Peut-être que les Crookers devraient jouer plus souvent dans leur ville. Mais à Milan, ils se situent plutôt dans l’underground : les riches Milanais préfèrent la house, nettement plus chic. Rocco, alias Congorock, fait lui aussi partie du milieu rave milanais. Il a longtemps joué dans des groupes de rock, mais secrètement, il faisait la collection de 33 tours d’italo-disco. C'est aussi un fan d’électro. Surtout quand elle permet de pogoter et de faire du stage diving. "Je n'aime pas la techno d'aujourd’hui, parce qu'elle ne communique pas bien, elle ne fait pas de bien aux gens. On peut aimer ça quand on est stone. Je n'ai rien contre les drogues et les gens qui en prennent mais ça ne facilite pas la communication, ça ne me donne pas envie de faire la fête."

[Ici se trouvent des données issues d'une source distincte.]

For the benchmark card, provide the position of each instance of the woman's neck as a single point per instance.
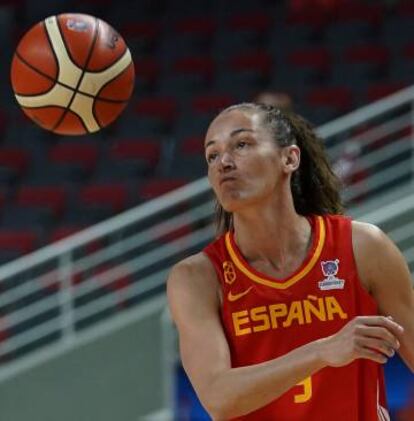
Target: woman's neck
(275, 235)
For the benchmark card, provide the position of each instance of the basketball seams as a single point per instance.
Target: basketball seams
(95, 37)
(67, 48)
(52, 49)
(109, 81)
(110, 64)
(75, 94)
(39, 72)
(36, 70)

His Majesty Andre, un ami de Rocco, fait lui aussi partie de ce milieu rave milanais en pleine ébullition. Et il a une théorie pour expliquer pourquoi les Italiens produisent d’aussi bonnes basses. "C'est peut-être la mozzarella que l'on mange par ici, seule ou sur une pizza, qui nous inspire ces sons."
Pour le moment, les Crookers enregistrent un album. Ils nous promettent des morceaux plus forts que ceux des autres. Au sujet de leurs secrets de fabrication, ils resteront par contre assez discrets. "Il faut connaître les astuces, écouter beaucoup de musique et supporter les migraines. Quand on a passé neuf heures sur un ordinateur à essayer de créer un morceau, ca prend la tête."
Après Berlin, Paris et Detroit, la vague électro la plus euphorique du moment, c’est à Milan qu’on la trouve. Avec les Crookers et consorts, le son italo-disco est de retour.
- Leur Myspace
- Les Crookers sont aussi sur Facebook
- Congorock à Paris le 22 janvier (Social Club)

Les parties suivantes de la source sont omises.